Yes this is political debate this is probably the most political debate in the history of politics, like ever. You should know that there's context here before banning this thread.
Why not just take a shower after you shit faggot. You shit once a day, and you should shower once a day.
Colton Rodriguez
F and S.
Adrian White
S master race reporting in
Ethan Brown
Im soooo glad you leaf faggots have so much time to shit and shower off the black face go get fucked tim horton
Adrian Bailey
>seething Just admit you shit like 5 times a day, shartmart, and my solution isn't feasible for your lard ass
Evan Flores
F = switch weapon S = move backward C = fire | onrelease seitchweapon
Wyatt Wright
I wash it in the shower and then use toilet paper to remove the moisture
Noah Brooks
F
Landon Rogers
F
just buy it in bulk when it's on sale and live in a decent country or just wait a week for the stores to restock
Justin Moore
Just showerhead your ass and wipe off the moisture with a personal towel, then you wash the towel.
Matthew Baker
I fill like a bidet could never generate the pressure of water I need to clean my hairy Iberian asshole.
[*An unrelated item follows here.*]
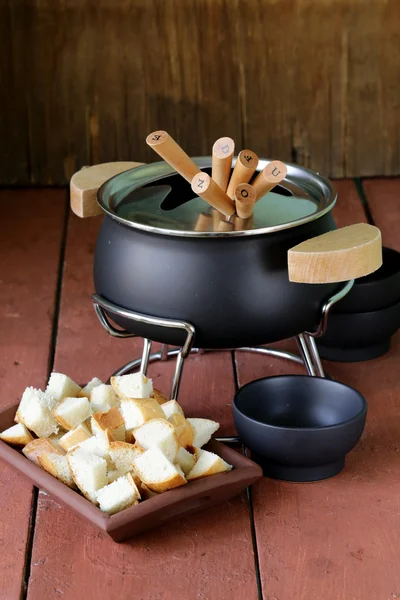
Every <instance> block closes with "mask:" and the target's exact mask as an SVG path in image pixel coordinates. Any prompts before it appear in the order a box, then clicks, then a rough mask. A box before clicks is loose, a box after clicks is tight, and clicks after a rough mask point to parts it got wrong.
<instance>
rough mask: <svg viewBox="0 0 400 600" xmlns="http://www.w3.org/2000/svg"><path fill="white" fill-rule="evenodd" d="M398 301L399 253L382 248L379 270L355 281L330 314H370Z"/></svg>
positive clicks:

Like, I feel like anything short of "jet" mode on a garden hose would not be sufficient to get all of the shit off.
Charles Jones
He doesn't know how to use the three seashells.
Angel Watson
The actual best policy is cleaning via hydro-paper aynthesis.
15 inches??? Don’t toy with me user, why do you think we legalized fucking farm animals?
Andrew Walker
Not true. Unless your homes water pressure is really low, a normal bidet usually cleans my substantially hairy asshole. Best decision of my life.
Xavier Jackson
F, then I just moisten the paper with water from the sink, making a bidet obsolete and useless.
Blake Nelson
Hairy Middle East asshole here... I have pic related. The pressure is so high it shaves a layer of skin off my rectum. Tried the toilet seat ones too and they’re pretty strong.
you just like tickling your asshole with a moisty boi user
Christopher Lee
The paper breaks down with water and even if it somehow holds up enough for you to wipe strong enough you’re just liquefying your shit and it travels through the paper to your finger nails.
Jose Jones
S
Unless I go vegan and eat nothing but fucking fiber for the rest of my life, I constantly suffer from Wiper's Nightmare Tier shits. Predictably, this made wiping my ass the least pleasant part of my life. Then I went to Japan where every toilet, even the public ones, comes with a bidet. Leave it to the Nips to take the stress out of shitting.
Nathaniel Allen
bidet is the choice of the civilized man thats why germanic barbarians are so angry all the time imagine having dried shit in your arsewhole itching like a bitch
Austin Sanchez
S but a bit of both gives best results
Elijah Nelson
Why do finns have bidés and yet they don't have dish washers?
Jeremiah Wilson
so the bidet sprays into your butt and you take some soap and clean your asshole followed by washing your hands?
Jose Miller
You can't be considered human if you not use both of them.
Henry Baker
S
Water doesn't take 30 years to re-grow.
Daniel Phillips
>Opinions as to the necessity of the bidet vary widely over different nationalities and cultures, with the Anglo-Saxon world traditionally shunning it and finding its mere existence a notorious and proverbial source of personal embarrassment and bewilderment. en.m.wikipedia.org/wiki/Bidet
Zachary Moore
>Anglo-Saxon world traditionally shunning it and finding its mere existence a notorious and proverbial source of personal embarrassment and bewilderment.
Why do you suppose that is?
Asher Johnson
It's Fr*nch
Logan Nelson
This, wash and dry.
Camden Adams
yeah. and also it's "sissy" related to being french
I have a toto washlet and I love it desu
Jackson Foster
Bongs, Frogs and Pajeets are the dirtiest people On the planet...honorable mention to the Mexicans
Robert Roberts
FS
Logan Martinez
what? we do have both.
Ian Roberts
Fuck off back to mexico then, you're living in an Anglo-Saxon country
Logan Sanders
Oh is that all? I figured there was some pretentious psychological shit going on.
Camden Green
S for "no Skid marks"
I like a clean asshole.
What is wrong with you that you need to take a shower after you shit? Go to the doctor, eat fiber and take a fucking probiotic.
Liam Martinez
There are just as many Germans/Scandinavians as Anglos here, faggot. We’d be an even bigger shithole if it was all your cursed phenotype.
Jace Ward
>The pressure is so high it shaves a layer of skin off my rectum. This thread is awful.
John Gonzalez
They didn't build the country Germans/Scandinavians also shun the bidet anyway
Nolan Green
So you want a dirty asshole because you hate the French so much? Dude, the French aren't even worth it.
Samuel Moore
I use both.
Jackson James
Why toilet paper Why not stockpile food or water, why you're stockpiling fucking toilet paper?